Многие называют баптистов, пятидесятников, евангеликов сектами. В принципе в самом этом слове нет ничего обидного – оно лишь означает группу, отделившуюся от основного религиозного течения. Так оно в истории и было. Впрочем, я – как и многие другие православные – предпочитаю более нейтральные названия: сообщество, деноминация, община.
Мое знакомство с протестантизмом началось в начале 80-х годов с баптистов и пятидесятников – ни лютеран, ни реформатов, ни других более старых протестантских общин в Москве в советские годы не было. Как-то на Ваганьковском кладбище, у могилы Высоцкого, где тогда собиралось немало «религиозно озабоченного» народу, ко мне подошли два приветливых молодых человека в типичных для тогдашнего москвича джинсовых костюмах и начали разговаривать на библейские темы, аккуратно критикуя Православие. Звучало все очень убедительно.
Вскоре новые знакомые пригласили меня на собрание в молитвенный дом на Малый Вузовский переулок (теперь он вновь называется Малым Трехсвятительским). Действо сначала отпугнуло – уж слишком было оно похоже на партийные мероприятия советского периода. Возвышающийся президиум с группой довольно угрюмых людей в черных и серых пиджаках, при галстуках. Несколько десятков пожилых мужчин и несколько сотен пожилых женщин в классических одеждах советских обывателей – скорее провинциальных, чем московских. Немного молодежи, одетой в стилистике обкома комсомола: «белый верх, черный низ». Довольно примитивные песнопения.
Впрочем, проповеди привлекали методичностью и рационализмом. Еще более интересными были «разборы слова» – полуофициальные встречи молодежи, где читали библейские тексты и размышляли над ними. Я начал всерьез интересоваться баптизмом.
Много времени было проведено в беседах с баптистами – молодыми и пожилыми, включенным в официоз и связанными с подпольем. На молодежных встречах на Малом Вузовском, рядом с тесными кабинетами руководителей Всесоюзного совета евангельских христиан-баптистов (ВСЕХБ), между прочим, молились об «узниках совести» – оказавшихся в тюрьме протестантских диссидентах Александре Семченко и Александре Комаре. Сами баптистские начальники – особенно генсек ВСЕХБ Алексей Бычков – были гораздо более доступны, чем православные иерархи. Это, конечно, подкупало. Ответственный секретарь журнала «Братский вестник», яркий проповедник Виталий Куликов мог беседовать со мной, тогда 14-летним юношей, часами. Сотрудница журнала Вера Кадаева постоянно собирала у себя в кабинете молодых людей.
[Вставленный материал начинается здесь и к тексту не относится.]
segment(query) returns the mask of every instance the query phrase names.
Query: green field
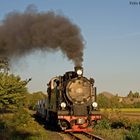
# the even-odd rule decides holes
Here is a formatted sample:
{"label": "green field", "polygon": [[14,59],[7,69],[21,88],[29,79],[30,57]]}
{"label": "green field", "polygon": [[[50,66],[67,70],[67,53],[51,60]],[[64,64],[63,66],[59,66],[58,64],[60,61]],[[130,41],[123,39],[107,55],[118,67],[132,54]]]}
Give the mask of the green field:
{"label": "green field", "polygon": [[107,111],[107,112],[134,112],[134,113],[140,113],[140,108],[101,108],[101,112]]}

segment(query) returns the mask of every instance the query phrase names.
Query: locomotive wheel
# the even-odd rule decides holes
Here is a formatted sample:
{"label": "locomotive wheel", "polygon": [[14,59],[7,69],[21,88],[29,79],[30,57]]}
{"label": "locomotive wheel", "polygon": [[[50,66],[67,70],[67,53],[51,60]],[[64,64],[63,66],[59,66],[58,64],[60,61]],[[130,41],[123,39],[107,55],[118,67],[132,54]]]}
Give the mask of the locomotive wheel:
{"label": "locomotive wheel", "polygon": [[66,120],[59,120],[59,126],[63,131],[70,128],[70,124]]}

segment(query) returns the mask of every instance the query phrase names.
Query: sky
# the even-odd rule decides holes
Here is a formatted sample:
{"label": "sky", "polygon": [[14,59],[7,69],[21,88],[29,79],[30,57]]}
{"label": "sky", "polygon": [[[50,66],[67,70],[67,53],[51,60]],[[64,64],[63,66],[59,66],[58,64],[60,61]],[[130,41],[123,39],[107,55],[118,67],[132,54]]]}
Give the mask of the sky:
{"label": "sky", "polygon": [[[0,21],[30,4],[38,11],[55,11],[81,29],[84,38],[84,76],[95,79],[98,93],[140,92],[140,1],[138,0],[0,0]],[[49,80],[74,64],[60,51],[35,52],[18,60],[11,72],[32,77],[29,91],[46,91]]]}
Хиппи, рокеры и просто ищущие москвичи разных возрастов могли просиживать у нее по полдня – иногда просто чтобы попить бесплатного чаю. Я довольно часто оказывался участником этих посиделок.
Впрочем, довольно быстро я понял: в баптизме нет духовной глубины. Лучшие люди этой общины не случайно черпали идеи из православных источников – святоотеческих творений, проповедей митрополита Антония (Блума), документов Московского Патриархата. Самым регулярным автором «Братского вестника» был пермский протоиерей Владимир Жохов – его «Размышления о Книге жизни» печатались годами из номера в номер под инициалами «В.П.» (в православных изданиях его не публиковали).